Profilaktyczne przedsięwzięcie stało się możliwe dzięki projektowi "Piękne i bestia" Dębickiego Stowarzyszenia "Amazonka" i "Informacji Dębickich". - Pomysł na wydanie książki o dębickich amazonkach pewnie by się nie zrodził, gdyby nie moja choroba - opowiada Marzena Mordarska-Czuchra, najmłodsza członkini stowarzyszenia. Guza stwierdzono u niej, gdy miała 40 lat. Mimo to lekarz nie zlecił przeprowadzenia dodatkowych badań. - Gdyby mąż nie wypchał mnie na badanie do mammobusu, który stał na dębickim rynku, nie wiadomo, jak by to się dla mnie skończyło - dodaje.
Na kartach powstającej książki swoje historie walki z rakiem opowie dziesięć kobiet. Część z nich już kilka lat temu sukcesem zakończyło leczenie, inne walkę z chorobą wygrały niedawno lub są w trakcie chemio- lub radioterapii. Swoje doświadczenia wykorzystają też w inny sposób. Książka będzie zawierać poradnik z informacjami, co należy robić w razie podejrzenia choroby, do którego lekarza się zgłosić, jakie wykonać badania. Sporo miejsca zostanie poświęcone profilaktyce.
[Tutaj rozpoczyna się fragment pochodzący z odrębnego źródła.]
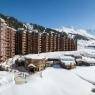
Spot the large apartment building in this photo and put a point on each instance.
(7, 41)
(23, 41)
- Aby zrealizować to przedsięwzięcie, niezbędna jest życzliwość i pomoc finansowa dębickich firm. Nie zawiodły nas - podkreśla Grażyna Guzik, prezes Dębickiego Stowarzyszenia "Amazonka". Wsparcie przekazało kilkanaście firm i instytucji. Amazonki liczą na podobne gesty ze strony największych podmiotów w mieście.
Około stustronicowa publikacja ma być gotowa na czerwcowe Dni Dębicy. Nakład (2 tys. egz.) będzie kolportowany bezpłatnie, również do bibliotek.